Researchers from Harvard’s Wyss Institute for Biologically Inspired Engineering and John A. Paulson School of Engineering and Applied Sciences (SEAS) developed this robotic arm using a manufacturing paradigm that involves pop-up fabrication and soft lithography. The robotic arm lies flat on an endoscope until it reaches a certain location where it pops up to help in surgical procedures.
Soft robotics are especially helpful in surgical procedures because they are able to match the stiffness of the human body. Because they’re soft, the risk of puncturing or tearing tissue is eliminated. The drawback to soft robotics, however, is that soft materials sometimes cannot perform surgical tasks because they don’t have enough force.

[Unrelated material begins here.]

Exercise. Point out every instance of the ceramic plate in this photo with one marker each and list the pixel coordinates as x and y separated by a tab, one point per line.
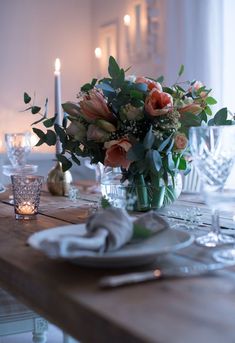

“At the millimeter scale, a soft device becomes so soft that it can’t damage tissue but it also can’t manipulate the tissue in any meaningful way,” Tommaso Ranzani, a Postdoctoral Fellow at the Wyss Institute and SEAS and co-author of the paper, said in a press release. “That limits the application of soft microsystems for performing therapy. The question is, how can we develop soft robots that are still able to generate the necessary forces without compromising safety.”
The researchers created a hybrid model that had a rigid skeleton encased in soft material. It was manufactured using an origami-inspired pop-up fabrication method that was developed by Robert Wood, a paper co-author.